>> I've been trying to get overlapping computation and data transfer to
>> work, without much success so far.
> If this is so important to you, why do you insist in using Ethernet
> and not a more HPC-oriented interconnect which can make progress in
> the background ?
We have a medium sized cluster connected using ethernet that works
pretty well for most of our workloads, and we don't have the resources
to simply buy whatever hardware would be more optimal.
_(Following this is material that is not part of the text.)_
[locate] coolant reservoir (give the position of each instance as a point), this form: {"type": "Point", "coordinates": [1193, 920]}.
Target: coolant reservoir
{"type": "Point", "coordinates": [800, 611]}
For most parts of our application, we either have huge data transfers
that can't benefit much from simultaneous computation/overlap, or
small, frequent message passing that works well with the busy-waiting
nature or Open MPI.
However, we are now investigating a problem that would benefit from
(or at least be much easier to implement) if we were able to overlap
local computation with medium sized message transfers (1-10MB). In
short, the problem is having a master decoding image frames and
sending them around to a number of processing slaves, as well as
collecting resulting output for each frame from the slaves.
Since my first post, I've been searching a bit more and found the
"--enable-progress-threads" Open MPI build option. I've tried it
(using Open MPI 1.3.2), but it doesn't seem to make any difference.
So, what is my best bet?
1) Spawning a thread doing MPI_Wait() while doing the local work in
the main thread.
2) Spawning a thread doing something like
for each request
What amount of sleep would you recommend here?
3) Trying to intersperse my local computation with MPI_Test() calls?
I don't really like solution 3 because most of the local work is being
done in external library code, which means it's going to be hard/ugly
to intersperse it with MPI calls.
I'd really appreciate if someone with experience could comment on
this. I hope my problem is clear. How would you solve it?